Мы обошли отвал, и вышли на его верхнюю площадку. В центре полукружия отвала я увидел устье старой штольни, небрежно закрепленное бревнами. Из него в этот момент выходил молодой здоровенный монгол в дэле и малахае, согнувшийся под тяжестью мокрого мешка. Он донес мешок до бровки отвала и вывалил из него очередную порцию ледяных глыб. Не задавая вопросов, я прошел в штольню. Картина была незабываемо удручающей — в десятке метров от устья все пространство от почвы выработки и почти до ее кровли было заполнено льдом, в котором можно было насчитать ровно столько слоев, сколько лет прошло с того момента, как работы здесь были прекращены. У ледяного забоя я увидел шестерых рабочих — двое кайлами отбивали лед, двое совковыми лопатами накладывали его в мешки, двое сидели на корточках вдоль стенки выработки и молча курили длинные трубки. Все пространство освещалось двумя свечами да остатками дневного света, доходившими сюда от устья. Глядя на эту первобытную картину, я понял, что все здесь придется начинать буквально с нуля.

Увидев начальство, рабочие прекратили работу, дружно уселись вдоль выработки и стали набивать «дунзой» свои трубочки. Я попытался разобраться в обстановке и на помощь мне пришел Ботсурен. При содействии Цевена в качестве переводчика он сказал, что лазил вглубь штольни, что ледяная пробка тянется метров на пятьдесят, а затем сходит на нет. Полную длину выработки он не знает, но предлагает мне посмотреть все своими глазами. Что ж, посмотрим.

Запасшись свечами и спичками, мы протиснулись с ним под самую кровлю и по-пластунски поползли в тесном пространстве. В ряде мест пришлось осторожно протискиваться под лопнувшими «огнивами» (верхними балками) крепления. Где-то метров через двадцать мы уперлись в сплошную мешанину из старой крепи и больших кусков обрушившейся породы. Ботсурен ящерицей полез вверх, я — за ним. Мы обошли завал сверху и вновь спустились на ледяную поверхность. В голову невольно закралась тревожная мысль — что если мы своим вторжением в этот хаос нарушили его устоявшееся за десятилетия равновесие? Если случится обвал, то мы надолго окажемся запертыми в этом мрачном подземелье.

Отбросив эти мысли, я пополз дальше, пытаясь не отстать от мелькающих впереди белых подошв сапог Ботсурена. Наконец поверхность льда стала опускаться, в лицо повеяло душной сыростью и вскоре мы смогли стать во весь рост. Я огляделся.
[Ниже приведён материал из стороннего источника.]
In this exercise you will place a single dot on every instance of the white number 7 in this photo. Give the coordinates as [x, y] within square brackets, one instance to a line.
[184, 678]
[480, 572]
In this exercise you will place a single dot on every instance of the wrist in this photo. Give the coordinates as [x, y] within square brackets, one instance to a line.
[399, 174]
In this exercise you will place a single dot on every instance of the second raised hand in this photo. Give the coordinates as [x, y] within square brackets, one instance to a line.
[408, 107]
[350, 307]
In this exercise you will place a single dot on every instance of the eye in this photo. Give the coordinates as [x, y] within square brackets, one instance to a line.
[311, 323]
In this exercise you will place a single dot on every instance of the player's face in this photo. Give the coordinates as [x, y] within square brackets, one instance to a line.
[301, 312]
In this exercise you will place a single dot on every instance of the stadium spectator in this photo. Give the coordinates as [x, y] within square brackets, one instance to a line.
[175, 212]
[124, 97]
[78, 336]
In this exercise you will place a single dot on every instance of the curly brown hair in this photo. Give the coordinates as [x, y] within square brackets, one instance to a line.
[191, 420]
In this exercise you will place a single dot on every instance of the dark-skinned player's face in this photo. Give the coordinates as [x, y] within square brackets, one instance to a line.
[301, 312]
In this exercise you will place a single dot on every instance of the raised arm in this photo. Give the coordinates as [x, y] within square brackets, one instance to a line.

Мы стояли по щиколотку в кристально чистой воде, сквозь которую я увидел внизу аккуратные шпалы с головками ржавых костылей. Рельсы были кем-то и когда-то сняты. Еще не дойдя нескольких метров до забоя выработки, я увидел в тусклом свете наших свечей молочно-белую кварцевую жилу, рассекавшую бурую породу почти вертикально и уходившую в почву. Измерив пядью ее мощность, я нашел, что она не превышает 25–30 сантиметров. В свете свечей мне показалось, что я даже заметил на ее матовой поверхности блестки золота. В это легко было поверить, ибо я уже знал, что содержание этого металла, который стоил человечеству миллионов и миллионов жизней и который, тем не менее, именовали «благородным», на верхних горизонтах этого месторождения доходило до 600–700 граммов на тонну!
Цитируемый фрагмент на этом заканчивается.